The fix was a one-line scale normalisation in the warmup fetcher — the kind of fix that takes ten minutes to write and twenty minutes to add a regression test for. Without the guard, the same fix would have been a forensic exercise on top of a stack of bad outputs.

Why we almost did not write it¶

Twenty lines of code is not the cost. The cost is that for the first six months it does nothing observable, and the temptation is to read it as dead code and delete it. The thing that survives the next refactor is the thing whose value is most obvious — and a defensive guard's value is only obvious in the eight seconds between when it fires and when somebody patches the upstream cause.
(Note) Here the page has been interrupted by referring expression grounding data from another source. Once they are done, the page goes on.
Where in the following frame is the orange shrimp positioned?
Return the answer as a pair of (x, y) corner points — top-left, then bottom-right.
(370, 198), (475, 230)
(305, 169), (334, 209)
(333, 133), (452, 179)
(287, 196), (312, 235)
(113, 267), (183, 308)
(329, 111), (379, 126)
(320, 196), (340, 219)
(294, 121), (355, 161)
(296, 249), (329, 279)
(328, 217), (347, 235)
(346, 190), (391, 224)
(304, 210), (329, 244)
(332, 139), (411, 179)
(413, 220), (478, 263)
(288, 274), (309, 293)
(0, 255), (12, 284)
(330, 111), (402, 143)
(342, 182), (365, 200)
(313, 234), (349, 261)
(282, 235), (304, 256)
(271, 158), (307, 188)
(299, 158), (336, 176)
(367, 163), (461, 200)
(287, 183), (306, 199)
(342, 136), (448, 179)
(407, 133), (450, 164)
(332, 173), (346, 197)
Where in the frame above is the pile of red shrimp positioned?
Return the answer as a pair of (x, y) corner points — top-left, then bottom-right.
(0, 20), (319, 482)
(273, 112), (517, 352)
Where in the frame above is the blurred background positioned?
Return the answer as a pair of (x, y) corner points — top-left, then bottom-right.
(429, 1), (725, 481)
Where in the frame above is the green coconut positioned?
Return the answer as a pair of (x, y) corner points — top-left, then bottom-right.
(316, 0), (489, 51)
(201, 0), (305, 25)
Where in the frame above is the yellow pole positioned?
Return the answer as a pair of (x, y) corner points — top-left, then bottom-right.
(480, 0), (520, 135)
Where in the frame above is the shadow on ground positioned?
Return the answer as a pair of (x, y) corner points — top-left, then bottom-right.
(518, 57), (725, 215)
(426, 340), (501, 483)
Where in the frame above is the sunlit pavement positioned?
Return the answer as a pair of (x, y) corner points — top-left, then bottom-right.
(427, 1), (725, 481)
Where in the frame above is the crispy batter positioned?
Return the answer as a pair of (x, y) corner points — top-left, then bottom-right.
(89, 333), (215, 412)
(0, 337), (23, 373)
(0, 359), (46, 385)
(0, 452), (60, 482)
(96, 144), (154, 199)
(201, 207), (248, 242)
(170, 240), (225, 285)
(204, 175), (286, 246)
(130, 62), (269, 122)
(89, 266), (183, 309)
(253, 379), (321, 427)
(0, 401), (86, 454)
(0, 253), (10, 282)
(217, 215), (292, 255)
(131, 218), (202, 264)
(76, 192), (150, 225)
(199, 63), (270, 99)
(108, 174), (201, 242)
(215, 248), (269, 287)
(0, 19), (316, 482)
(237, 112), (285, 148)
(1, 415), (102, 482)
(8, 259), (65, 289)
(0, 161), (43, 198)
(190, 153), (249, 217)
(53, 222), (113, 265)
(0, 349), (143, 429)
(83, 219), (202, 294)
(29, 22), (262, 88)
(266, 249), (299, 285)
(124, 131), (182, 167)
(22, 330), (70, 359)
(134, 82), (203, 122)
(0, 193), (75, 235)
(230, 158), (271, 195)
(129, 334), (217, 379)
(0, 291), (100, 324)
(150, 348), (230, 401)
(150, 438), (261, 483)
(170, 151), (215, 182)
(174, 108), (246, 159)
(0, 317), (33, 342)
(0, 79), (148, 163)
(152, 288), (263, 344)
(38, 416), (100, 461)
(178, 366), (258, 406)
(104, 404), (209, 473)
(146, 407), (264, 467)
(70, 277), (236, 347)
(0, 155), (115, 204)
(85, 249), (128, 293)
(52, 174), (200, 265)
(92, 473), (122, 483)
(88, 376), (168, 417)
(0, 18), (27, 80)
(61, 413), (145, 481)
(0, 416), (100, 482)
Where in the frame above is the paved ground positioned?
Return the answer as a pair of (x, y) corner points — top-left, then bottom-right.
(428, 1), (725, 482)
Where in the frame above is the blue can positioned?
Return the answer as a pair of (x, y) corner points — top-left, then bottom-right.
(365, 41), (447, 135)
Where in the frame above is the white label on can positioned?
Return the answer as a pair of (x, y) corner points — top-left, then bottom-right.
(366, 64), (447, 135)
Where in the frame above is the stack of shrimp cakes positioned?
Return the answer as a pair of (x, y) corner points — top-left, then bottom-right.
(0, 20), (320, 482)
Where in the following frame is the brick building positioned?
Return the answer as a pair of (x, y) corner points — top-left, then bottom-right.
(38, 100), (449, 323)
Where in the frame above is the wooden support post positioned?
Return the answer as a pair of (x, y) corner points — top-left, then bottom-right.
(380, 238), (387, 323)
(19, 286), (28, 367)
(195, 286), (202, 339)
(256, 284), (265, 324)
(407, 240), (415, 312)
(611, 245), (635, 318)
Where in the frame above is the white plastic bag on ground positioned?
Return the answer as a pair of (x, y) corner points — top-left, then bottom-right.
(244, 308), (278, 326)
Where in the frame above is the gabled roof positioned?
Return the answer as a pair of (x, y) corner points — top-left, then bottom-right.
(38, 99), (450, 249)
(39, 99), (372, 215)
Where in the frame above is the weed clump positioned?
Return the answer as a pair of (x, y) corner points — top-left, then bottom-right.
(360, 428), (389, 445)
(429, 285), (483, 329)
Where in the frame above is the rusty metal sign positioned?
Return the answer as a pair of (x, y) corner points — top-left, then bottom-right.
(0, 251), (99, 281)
Two habits keep guards alive:

Make them loud. ERROR-level log line with the exact numbers. Not WARN, not INFO. Loud enough that anybody watching the log shipper sees it the morning of.
Make the threshold readable. SEED_SCALE_LOG_THRESHOLD = math.log(3) is more honest than a magic 1.0986. The next person to read the code should be able to ask "should this be tighter?" without doing arithmetic.

The pattern in one line¶

Every place two systems hand off a value, write the smallest possible check that says "these had better be on the same scale" — and let it fail loud. The cost is twenty lines and a noisy log. The upside is that an entire class of silent-corruption bugs becomes a one-line fix in the warmup pipeline rather than a forensic dig through a week of bad outputs.

We will keep writing these. They earn their keep on the day they fire.